L’accusation d’agression sexuelle d’une cliente par son tatoueur en décembre dernier avait fait grand bruit. Car cet homme n’est autre qu’un des auteurs de l’assassinat de François Chénu par trois skinheads à Reims, au Parc Léo Lagrange il y a 24 ans. Malgré son déni farouche et son parcours sans histoire depuis sa libération, il a été condamné à 4 ans de prison fermes en comparution immédiate. SMS à l’appui, son avocat a pu démontrer devant la Cour d’Appel que l’accusation ne tenait pas. Le tatoueur est relaxé
Des trois skinheads qui ont sauvagement assassiné François Chenu, Mickael Regnier était celui dont beaucoup ont cru qu’il pourrait se réinsérer. Les parents de sa victime étaient de ceux-là, comme certains enquêteurs. Leur témoignage en atteste dans un récent podcast de Radio France sur l’affaire François Chenu. Écouter ICI Après sa libération, il y a dix ans, Mikael Regnier a construit une famille. Le tatoueur a d’ailleurs reçu un soutien sans faille de la mère de ses deux enfants quand il a été accusé d’agression sexuelle par une cliente.
QUAND TOUT A BASCULÉ
Ce jour-là, Mickael Regnier devait consacrer tout sa journée au tatouage d’une cliente qu’il connaissait bien. Elle en était à sa huitième visite au « Celtic Tatoo ». Et cette fois pour une création qui allait faire courir une guirlande de fleurs le long de sa colonie vertébrale, jusqu’à la raie des fesses. L’œuvre serait ponctuée, de part et d’autre, de deux inscriptions : « amour »à droite et « divine » à gauche. Tout au long de cette longue séance, la jeune femme correspond par SMS pendant que le tatoueur officie avec celui qu’elle vient d’épouser. Ils sont tous les deux des habitués du salon. L’opération suit son cours jusqu’au moment où le mari fait intrusion dans la cabine de tatouage. Il accuse Mickael Regnier de gestes déplacés. Quand il est accusé de ce dérapage par le couple, le tatoueur tombe à genoux, il supplie ses clients de ne pas le dénoncer. Il propose de faire cadeau de sa prestation.
UN DÉNI MALADROIT
Il sait que le moindre faux pas peut ruiner son avenir. Il pense qu’il y a eu malentendu. Il s’étonne que ses précautions n’aient pas fonctionné. Il a l’habitude de faire profil bas comme l’explique son avocat, Maître Hugo Fabry. Son très lourd passé judiciaire lui interdit la moindre erreur. Plus tard la jeune femme dira au commissariat que son doigt ganté l’a pénétrée à dix reprises. Quand il a eu connaissance de cette accusation, Mikael Regnier a compris qu’elle mentait. Pendant son procès en comparution immédiate sa défense est maladroite. Lire ICI. Cet homme est épuisé par deux nuits sans sommeil après sa garde à vue. Il est marqué par une addiction aux stupéfiants dont il s’est difficilement débarassé depuis peu.Il répète que cela ne lui est jamais arrivé, qu’il n’a pas pu pénétrer sa cliente. Mais il n’arrive pas à convaincre le tribunal qui le condamne à 4 ans de prison ferme
CE QUE DISENT LES SMS
« Nous avons pourtant recueillis des dizaines de témoignages en quelques heures qui le décrivent comme un tatoueur prévenant, irréprochable, insiste son avocat.

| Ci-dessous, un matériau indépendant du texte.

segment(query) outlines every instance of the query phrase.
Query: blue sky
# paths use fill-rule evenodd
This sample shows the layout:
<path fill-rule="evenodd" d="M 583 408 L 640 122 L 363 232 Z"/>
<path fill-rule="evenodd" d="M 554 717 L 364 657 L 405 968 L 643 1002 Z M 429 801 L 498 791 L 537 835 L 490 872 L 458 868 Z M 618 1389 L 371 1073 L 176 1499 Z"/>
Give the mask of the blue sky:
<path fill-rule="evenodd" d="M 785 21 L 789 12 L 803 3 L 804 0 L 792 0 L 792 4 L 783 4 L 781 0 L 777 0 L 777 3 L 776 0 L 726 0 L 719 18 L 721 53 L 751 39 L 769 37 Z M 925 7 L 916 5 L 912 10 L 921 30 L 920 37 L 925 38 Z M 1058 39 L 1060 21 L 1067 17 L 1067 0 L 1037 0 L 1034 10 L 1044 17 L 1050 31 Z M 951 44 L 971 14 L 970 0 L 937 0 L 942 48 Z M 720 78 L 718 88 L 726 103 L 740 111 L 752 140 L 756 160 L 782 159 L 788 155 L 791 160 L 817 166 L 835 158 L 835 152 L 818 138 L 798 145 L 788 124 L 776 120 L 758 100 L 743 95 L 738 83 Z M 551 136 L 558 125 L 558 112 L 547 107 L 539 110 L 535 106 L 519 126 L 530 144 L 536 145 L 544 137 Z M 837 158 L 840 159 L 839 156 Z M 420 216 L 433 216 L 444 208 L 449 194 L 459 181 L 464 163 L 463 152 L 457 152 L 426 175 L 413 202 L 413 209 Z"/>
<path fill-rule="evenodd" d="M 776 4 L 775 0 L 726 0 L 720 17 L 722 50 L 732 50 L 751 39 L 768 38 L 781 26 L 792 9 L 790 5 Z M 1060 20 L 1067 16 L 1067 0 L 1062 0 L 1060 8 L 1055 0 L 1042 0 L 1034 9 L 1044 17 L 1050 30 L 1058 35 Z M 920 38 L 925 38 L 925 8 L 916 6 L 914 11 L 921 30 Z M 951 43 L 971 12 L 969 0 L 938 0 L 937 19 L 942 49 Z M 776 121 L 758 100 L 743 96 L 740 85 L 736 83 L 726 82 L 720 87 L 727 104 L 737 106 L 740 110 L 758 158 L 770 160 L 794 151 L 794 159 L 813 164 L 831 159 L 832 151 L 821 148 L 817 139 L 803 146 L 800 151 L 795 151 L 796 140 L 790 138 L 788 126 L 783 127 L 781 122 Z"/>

Mais Monsieur Régnier est une proie facile» Heureusement, les SMS du couple ont été enregistrés par les enquêteurs. De cette chronologie, dont on a aussi les traces en images, il ressort que les échanges sont d’abord très détendus et que l’appel au secours de la jeune femme à son mari intervient alors que le tatoueur à quitté la zone « basse » du tatouage depuis 35 minutes. Le pantalon de sa cliente est remonté depuis longtemps. Il travaille à ce moment-là au niveau du dos. « J’aurais aimé pouvoir lui poser des questions regrette l’avocat.». Mais la jeune femme était absente en première instance, et elle a suivi le second procès sans vouloir s’exprimer. Mickael Regnier a donc été relaxé par la Cour d’Appel dont l’arrêt précise sobrement que les faits rapportés par la plaignante ne correspondent pas aux éléments matériels du dossier. Son avocat annonce une requête indemnitaire … très légitime.